Even if ChatGPT gets far in advance of the way it is now in terms of writing code, at the very least you’re still going to need people to go over the code as a redundancy. Who is going to trust an AI so much that they will be willing to risk it making coding errors? I think that the job of at the very least understanding how code works will be safe for a very long time, and I don’t think ChatGPT will get that advanced for a very long time either, if ever.
There’s more to it than that, even. It takes a developer’s level of knowledge to even begin to tell ChatGPT to make something sensible.
Sit an MBA down in front of a ChatGPT window and tell them to make an application. The application has to save state, it has to use the company’s OAuth login system, it has to store data in a PostgreSQL database, and it has to have granular, roles-based access control.
Then watch the MBA struggle because they don’t understand that…
- Saving state is going to vary depending on the front-end. Are we writing a browser application, a desktop application, or a mobile application? The MBA doesn’t know and doesn’t understand what to ask ChatGPT to do.
- OAuth is a service running separately to the application, and requires integration steps that the MBA doesn’t know how to do, or ask ChatGPT to do. Even if they figure out what OAuth is, ChatGPT isn’t trained on their particular corporate flavor for integration.

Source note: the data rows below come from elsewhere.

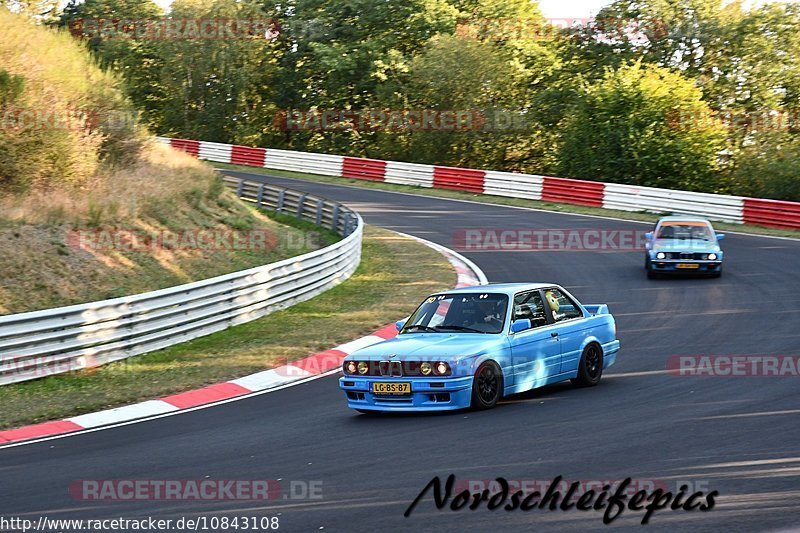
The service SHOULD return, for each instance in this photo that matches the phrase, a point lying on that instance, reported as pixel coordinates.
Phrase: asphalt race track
(737, 435)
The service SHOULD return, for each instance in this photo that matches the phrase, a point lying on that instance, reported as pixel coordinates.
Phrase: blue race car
(469, 347)
(683, 244)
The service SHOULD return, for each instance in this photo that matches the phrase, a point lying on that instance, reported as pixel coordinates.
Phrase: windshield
(697, 231)
(472, 313)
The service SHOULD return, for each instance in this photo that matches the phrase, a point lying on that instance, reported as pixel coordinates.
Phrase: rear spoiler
(597, 309)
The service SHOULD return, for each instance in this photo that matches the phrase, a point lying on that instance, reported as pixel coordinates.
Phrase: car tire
(487, 387)
(590, 367)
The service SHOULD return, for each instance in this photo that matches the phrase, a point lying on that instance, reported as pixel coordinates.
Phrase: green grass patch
(501, 200)
(382, 290)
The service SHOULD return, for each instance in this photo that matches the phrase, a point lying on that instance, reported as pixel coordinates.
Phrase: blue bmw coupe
(469, 347)
(683, 244)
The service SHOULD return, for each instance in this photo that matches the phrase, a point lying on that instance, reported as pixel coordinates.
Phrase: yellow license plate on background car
(391, 388)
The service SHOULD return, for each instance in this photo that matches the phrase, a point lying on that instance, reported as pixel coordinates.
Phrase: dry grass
(165, 192)
(383, 289)
(115, 195)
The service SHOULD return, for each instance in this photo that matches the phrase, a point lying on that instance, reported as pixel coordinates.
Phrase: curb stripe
(296, 371)
(213, 393)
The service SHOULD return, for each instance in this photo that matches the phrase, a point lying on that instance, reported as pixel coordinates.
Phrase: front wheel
(487, 386)
(590, 367)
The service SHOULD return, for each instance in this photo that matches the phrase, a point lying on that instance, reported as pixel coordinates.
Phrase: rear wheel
(487, 387)
(590, 367)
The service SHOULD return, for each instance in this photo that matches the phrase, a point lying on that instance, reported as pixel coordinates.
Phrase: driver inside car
(491, 313)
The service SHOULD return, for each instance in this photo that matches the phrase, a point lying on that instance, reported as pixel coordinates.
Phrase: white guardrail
(616, 196)
(76, 337)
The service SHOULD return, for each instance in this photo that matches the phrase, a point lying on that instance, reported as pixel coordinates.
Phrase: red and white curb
(311, 367)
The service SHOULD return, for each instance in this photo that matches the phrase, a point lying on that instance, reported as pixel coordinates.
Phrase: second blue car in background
(470, 347)
(683, 244)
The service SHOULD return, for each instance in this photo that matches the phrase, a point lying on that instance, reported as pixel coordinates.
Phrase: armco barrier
(458, 179)
(54, 341)
(365, 169)
(568, 191)
(772, 213)
(616, 196)
(633, 198)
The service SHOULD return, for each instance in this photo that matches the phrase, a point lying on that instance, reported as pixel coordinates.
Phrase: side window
(530, 305)
(561, 307)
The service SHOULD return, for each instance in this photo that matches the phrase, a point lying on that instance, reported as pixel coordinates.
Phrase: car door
(535, 352)
(568, 320)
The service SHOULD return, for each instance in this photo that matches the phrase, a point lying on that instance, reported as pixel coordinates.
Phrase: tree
(643, 125)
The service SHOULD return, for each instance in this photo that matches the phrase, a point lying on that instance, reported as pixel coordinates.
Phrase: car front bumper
(434, 394)
(671, 265)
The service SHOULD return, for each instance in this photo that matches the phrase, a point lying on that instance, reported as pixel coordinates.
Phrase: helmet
(552, 300)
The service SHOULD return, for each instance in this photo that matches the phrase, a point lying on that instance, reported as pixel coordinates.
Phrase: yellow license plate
(391, 388)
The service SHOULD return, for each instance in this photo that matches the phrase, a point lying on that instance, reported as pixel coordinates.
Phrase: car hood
(685, 245)
(433, 345)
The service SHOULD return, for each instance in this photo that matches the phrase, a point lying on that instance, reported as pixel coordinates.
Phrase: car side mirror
(521, 325)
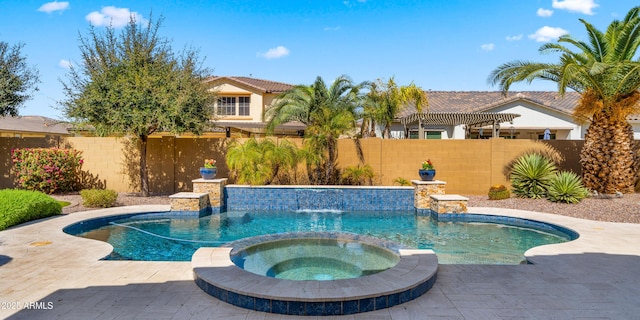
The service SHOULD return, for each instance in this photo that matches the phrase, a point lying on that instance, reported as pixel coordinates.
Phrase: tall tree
(18, 81)
(385, 100)
(133, 83)
(606, 72)
(328, 112)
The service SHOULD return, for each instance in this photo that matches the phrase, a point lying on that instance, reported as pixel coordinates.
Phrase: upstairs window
(226, 106)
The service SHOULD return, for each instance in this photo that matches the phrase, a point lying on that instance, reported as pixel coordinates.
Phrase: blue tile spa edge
(413, 276)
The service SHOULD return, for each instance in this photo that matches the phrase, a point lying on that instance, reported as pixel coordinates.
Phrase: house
(538, 111)
(533, 115)
(241, 102)
(32, 126)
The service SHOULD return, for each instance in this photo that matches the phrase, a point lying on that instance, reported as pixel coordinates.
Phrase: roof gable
(483, 101)
(34, 124)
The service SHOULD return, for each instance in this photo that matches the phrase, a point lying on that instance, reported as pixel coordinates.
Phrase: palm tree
(385, 100)
(604, 72)
(328, 112)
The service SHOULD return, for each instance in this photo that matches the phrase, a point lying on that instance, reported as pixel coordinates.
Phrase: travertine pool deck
(47, 274)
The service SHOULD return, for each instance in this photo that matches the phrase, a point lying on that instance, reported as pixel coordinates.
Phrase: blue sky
(439, 45)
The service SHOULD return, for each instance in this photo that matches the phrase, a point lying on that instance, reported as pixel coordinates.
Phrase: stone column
(215, 189)
(422, 194)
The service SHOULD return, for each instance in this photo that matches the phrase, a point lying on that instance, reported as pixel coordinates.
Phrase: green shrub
(19, 206)
(98, 198)
(567, 187)
(531, 176)
(358, 175)
(47, 170)
(499, 192)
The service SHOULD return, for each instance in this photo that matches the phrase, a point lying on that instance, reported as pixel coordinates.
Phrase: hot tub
(315, 258)
(322, 256)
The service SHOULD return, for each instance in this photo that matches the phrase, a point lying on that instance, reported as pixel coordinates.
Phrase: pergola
(470, 120)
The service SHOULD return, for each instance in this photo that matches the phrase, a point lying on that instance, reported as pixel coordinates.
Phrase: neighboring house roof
(265, 86)
(34, 124)
(482, 101)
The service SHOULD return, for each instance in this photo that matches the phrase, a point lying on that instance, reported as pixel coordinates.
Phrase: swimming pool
(476, 240)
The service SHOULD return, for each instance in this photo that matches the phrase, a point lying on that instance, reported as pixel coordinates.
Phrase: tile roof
(482, 101)
(34, 124)
(266, 86)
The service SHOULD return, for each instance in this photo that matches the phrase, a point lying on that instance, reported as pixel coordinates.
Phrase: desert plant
(402, 181)
(499, 192)
(47, 170)
(19, 206)
(260, 162)
(566, 187)
(358, 175)
(98, 198)
(531, 176)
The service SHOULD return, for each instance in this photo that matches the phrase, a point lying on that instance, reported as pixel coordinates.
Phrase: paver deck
(46, 274)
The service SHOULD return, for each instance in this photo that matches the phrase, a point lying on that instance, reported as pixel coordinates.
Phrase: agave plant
(531, 176)
(566, 187)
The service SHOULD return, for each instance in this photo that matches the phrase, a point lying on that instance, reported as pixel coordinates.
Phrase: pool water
(314, 258)
(157, 238)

- They’re actually writing two different applications, a front-end and a back-end. The back-end is going to handle communication with PostgreSQL services. The MBA has no idea what any of that means, let alone know how to ask ChatGPT to produce the right code for separate front-end and back-end features.
- RBAC is also probably a separate service, requiring separate integration steps. Neither the MBA nor ChatGPT will have any idea what those integration steps are.
The level of knowledge and detail required to make ChatGPT produce something useful on a large scale is beyond an MBA’s skillset. They literally don’t know what they don’t know.
I use an LLM in my job now, and it’s helpful. I can tell it to produce snippets of code for a specific purpose that I know how to describe accurately, and it’ll do it. Saves me time having to do it manually.
But if my company ever decided it didn’t need developers anymore because ChatGPT can do it all, it would collapse inside six months, and everything would be broken due to bad pull requests from non-developers who don’t know how badly they’re fucking up. They’d have to rehire me… And I’d be asking for a lot more money to clean up after the poor MBA who’d been stuck trying to do my job.
Who is going to trust an AI so much that they won’t risk it making coding errors?
Sadly, too many
I don’t believe it. If it’s good enough then they will ship and make money, and those who put people on it will be so slow that they will be just outperformed by those who don’t.
That’s a fuckin bleak outcome for a lot of people if the job transition goes from \ to \
That’s like being an artist and being told your job now is simply to fix the shitty hands Midjourney draws. And your job will only last as long as that remains a problem.
It isn’t surprising that this is the way we conceptualize the potential impact of AI, but it’s frustrating to see it tossed around as if AI disruption is a forgone conclusion.
AI will start re-defining the problems that code is written to solve long before we get anywhere close to GPT models replacing human workers, and that’s a big enough problem by itself.
It used to be that before code could even be employed to solve a problem, it had to be understood procedurally. That’s increasingly not the case, given that ML is routinely employed to decode things that were previously thought to be too chaotic to be understood, like brain waves and image pixel data. I don’t know why we’re so sure of ourselves that machine learning is just a gimmick and poses no real threat, just because anthropomorphizing it seems silly.